Gabon: Philippe Mory , Le Père du cinema gabonais se donne la mort.

 

Telle la fin d’un court métrage dramatique, Philippe Mory , père du cinéma gabonais s’est tiré des chevrotines dans la bouche lPhilippe Morye mardi 7 juin 2016 autour de 19 haures à Libreville. Selon les premiers témoignages, ses voisins ont entendu, du studio qu’il occupait ces derniers temps à Nzeng-Ayong dans le 6e arrondissement de la commune de Libreville, une détonation d’arme à feu puis le bruit sourd d’une masse tombée. Quelle fin de film, si l’on estime que la vie est un film dont nous sommes les acteurs, n’est ce pas que le voeu nôtre est que notre film se termine avec une fin heureuse? Tu me fais comprendre ce soir que l’artiste est un être temporel et mortel tandis que l’art se veut éternel et immortel comme l’affirmait Charles Baudelaire:  » Bien qu’on est du Coeur à l’ouvrage, l’Art est long et le temps est court ». Mais qui est celui dont on parle? Qui Philippe Mory?

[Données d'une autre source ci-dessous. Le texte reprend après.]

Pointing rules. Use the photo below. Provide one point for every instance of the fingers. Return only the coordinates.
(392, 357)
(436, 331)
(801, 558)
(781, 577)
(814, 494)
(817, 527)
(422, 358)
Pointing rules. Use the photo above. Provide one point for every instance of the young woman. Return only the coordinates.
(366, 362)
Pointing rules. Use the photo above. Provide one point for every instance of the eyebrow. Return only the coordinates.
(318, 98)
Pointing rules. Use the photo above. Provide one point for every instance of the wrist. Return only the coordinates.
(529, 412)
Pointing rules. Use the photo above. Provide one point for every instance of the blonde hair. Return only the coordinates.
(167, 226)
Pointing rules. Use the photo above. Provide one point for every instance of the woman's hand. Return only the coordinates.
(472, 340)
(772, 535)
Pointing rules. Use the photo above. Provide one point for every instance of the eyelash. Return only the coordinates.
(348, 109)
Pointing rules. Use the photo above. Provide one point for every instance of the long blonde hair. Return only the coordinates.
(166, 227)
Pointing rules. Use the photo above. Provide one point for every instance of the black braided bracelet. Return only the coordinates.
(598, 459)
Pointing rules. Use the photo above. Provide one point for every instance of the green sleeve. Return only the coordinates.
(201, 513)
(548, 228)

Il est né en 1935. Il démarre sa carrière cinématographique en France. Comédien de théâtre et de cinéma, l’homme participe d’abord en tant que comédien au tout premier court métrage qui marque le début de la cinématographie officielle d’Afrique noire : Afrique sur Seine, de Paulin Soumanou Vieyra. (1954). Il est de nouveau acteur dans L’enfant au fennec de Jacques Dupont (1958).
Repéré par le cinéaste Michel Drach, Philippe Mory devient le premier comédien d’origine africaine, à tenir un rôle principal dans un film français, On n’enterre pas le dimanche (prix Louis Delluc 1959).

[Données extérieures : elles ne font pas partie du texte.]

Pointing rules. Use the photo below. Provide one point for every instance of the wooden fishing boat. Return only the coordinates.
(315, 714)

En 1962, il écrit le scénario de La cage réalisé par Robert Darène, avec Marina Vlady et Jean Servais dans lequel il joue. C’est le premier long métrage tourné au Gabon voire même en Afrique noire indépendante. Il joue ensuite adns Les filles sèment le vent de Louis Soulannes (1960).
En 1964 il participe à un coup d’Etat qui visait à renverser Léon Mba, le premier président gabonais. Il est vingt-quatre heures ministre de la Culture. Le temps pour la France de faire intervenir ses « marines », le 6ème BIMA. Ses trois années de prison n’ont nullement entamé son engagement et il n’a pas cessé d’apporter son énergie au développement du cinéma au Gabon et en Afrique.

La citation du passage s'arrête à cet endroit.